[syslog-ng] [PATCH][patternize] support for custom delimiters

Sun Feb 20 14:15:42 CET 2011

Hi,

First of all thanks for your contribution, and sorry that it took so
long. But better late than never, right? :)

On Mon, 2011-02-07 at 17:35 +0100, Balint Kovacs wrote:
> Hi,
> 
> with some time at my hands over the weekend I was finally able finish 
> support for multiple delimiters in 'pdbtool patternize'.
> 
> Rationale:
> 
> The current implementation of patternize only splits up log messages at 
> spaces, which is inaccurate - while working with patterns, I found that 
> most of the volatile content in messages is enclosed in or followed by 
> some kind of separator character(s).
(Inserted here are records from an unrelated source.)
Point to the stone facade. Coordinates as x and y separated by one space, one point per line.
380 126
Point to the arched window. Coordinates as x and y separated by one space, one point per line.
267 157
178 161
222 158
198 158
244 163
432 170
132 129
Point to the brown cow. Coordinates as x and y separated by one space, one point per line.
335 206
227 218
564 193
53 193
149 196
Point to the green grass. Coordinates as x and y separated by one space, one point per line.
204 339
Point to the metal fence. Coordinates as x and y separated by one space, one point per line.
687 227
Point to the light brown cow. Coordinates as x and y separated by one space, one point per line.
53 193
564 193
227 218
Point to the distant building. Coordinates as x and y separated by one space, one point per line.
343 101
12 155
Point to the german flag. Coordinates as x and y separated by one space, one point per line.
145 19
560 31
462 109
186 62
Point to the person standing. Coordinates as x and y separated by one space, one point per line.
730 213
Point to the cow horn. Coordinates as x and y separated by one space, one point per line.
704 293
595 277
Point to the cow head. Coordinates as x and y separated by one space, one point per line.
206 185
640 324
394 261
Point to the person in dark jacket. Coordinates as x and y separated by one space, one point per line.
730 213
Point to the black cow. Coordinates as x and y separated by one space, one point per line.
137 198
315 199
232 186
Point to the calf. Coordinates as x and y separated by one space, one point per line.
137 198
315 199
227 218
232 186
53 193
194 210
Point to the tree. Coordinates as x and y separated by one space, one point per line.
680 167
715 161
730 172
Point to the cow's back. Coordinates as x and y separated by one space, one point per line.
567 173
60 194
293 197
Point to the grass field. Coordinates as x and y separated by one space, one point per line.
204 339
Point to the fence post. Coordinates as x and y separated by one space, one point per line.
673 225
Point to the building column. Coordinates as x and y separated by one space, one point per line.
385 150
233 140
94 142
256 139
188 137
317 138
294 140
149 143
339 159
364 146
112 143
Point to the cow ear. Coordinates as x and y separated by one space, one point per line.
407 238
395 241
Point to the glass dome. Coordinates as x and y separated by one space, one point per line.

So the best way of handling this 
> would be to make the user be able to define the delimiters and provide a 
> sane default.
> 
> Implementation:
> 
> The delimiter list is extracted from each message separately after 
> tokenization (this way it delimiters do not affect frequent word 
> collection) and then added to the end of the cluster key in the SLCT 
> phase to ensure unicity. When printing the pattern, the delimiter list 
> is popped from the cluster key and as it is in the same order as the 
> extracted words, we print delimiter with the same index as the word's 
> within the for loop.
> The user input needs to be sanitized, we have to make sure that the 
> space char is always in the delimiter list and that there are no 
> duplicates. I have also changed the the parser marker char from * to 
> 0x1A ("substitute" char) to prevent parser "false positives" in case a 
> words starts with *. I also added the class and provider properties to 
> each rule to make the generated xml xsd-compliant. The default delimiter 
> list is :&~?![]=,;()'"
> 
> And the results:
> 
> Running time and memory consumption have almost doubled(!), as far as I 
> could test, this comes from the fact, that we have way many more tokens 
> than with splitting at spaces, so with the current structure we can't 
> really do much about that. BUT accuracy has increased quite a lot, I 
> think there is a visible difference.
> 
> For the log message:
> 
> core.session(3): (svc/intra_HTTP:1486416/http): Server connection 
> established; server_fd='46', server_address='AF_INET(1.2.3.4:80)', 
> server_zone='Zone(internet, 0.0.0.0/0)', 
> server_local='AF_INET(1.2.3.4:52007)', server_protocol='TCP'
> 
> With the tokenizing at spaces:
> 
> core.session(3): @ESTRING:: @Server connection established; @ESTRING:: 
> @@ESTRING:: @server_zone='Zone(internet, 0.0.0.0/0)', @ESTRING:: 
> @server_protocol='TCP'
> 
> And with the new default delimiters:
> 
> core.session(3): (svc/intra_HTTP:@ESTRING::)@: Server connection 
> established; server_fd='@ESTRING::'@, 
> server_address='AF_INET(@ESTRING:::@80)', server_zone='Zone(internet, 
> 0.0.0.0/0)', server_local='AF_INET(1.2.3.4:@ESTRING::)@', 
> server_protocol='TCP'
> 
> (please note that the log sample used for generating these patterns was 
> grepped on intra_HTTP, that's why the zorp service name and server port 
> 80 are found as a frequent words and not ESTRING'd)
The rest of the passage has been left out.